The level of IL-6 in serum of patients with SSc is increased[37], and long-term use of topirazumab can delay the progression of skin and organ damage[38]. However, in our study, IL-6 was elevated in SSc patients with organ damage, but it was not an independent risk factor for organ damage. In the early stage of SSc, mast cells, T, B lymphocytes and macrophages infiltrate the diseased tissue and produce cytokines such as IL-6 and TGF- β, which mediate the transdifferentiation of myofibroblasts and eventually lead to organ fibrosis. In this process, IL-6 is in the upstream of the disease[39].Therefore, we speculated that IL-6 may have a better predictive effect in patients with short disease course and inflammation as the main manifestation, while the disease course of our patient was relatively long, and the pathological change of the disease was mainly chronic fibrosis, serum IL-6 could not well predict the damage of the disease organs.
There are also some limitations in this study.
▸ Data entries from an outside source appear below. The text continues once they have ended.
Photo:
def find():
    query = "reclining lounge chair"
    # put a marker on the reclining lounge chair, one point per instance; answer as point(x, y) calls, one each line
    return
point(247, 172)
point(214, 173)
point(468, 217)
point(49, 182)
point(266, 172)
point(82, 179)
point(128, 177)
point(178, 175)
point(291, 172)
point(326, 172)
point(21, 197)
First of all, the data used in this study were all from single-center cases, and multi-center verification was not performed. Secondly, this study was a retrospective analysis with a long follow-up time,so the medical records of patients, especially the description of physical signs, may not be very comprehensive. Thirdly, more indicators can be considered for combined forecasting in the future, which may improve the accuracy of the forecasting model.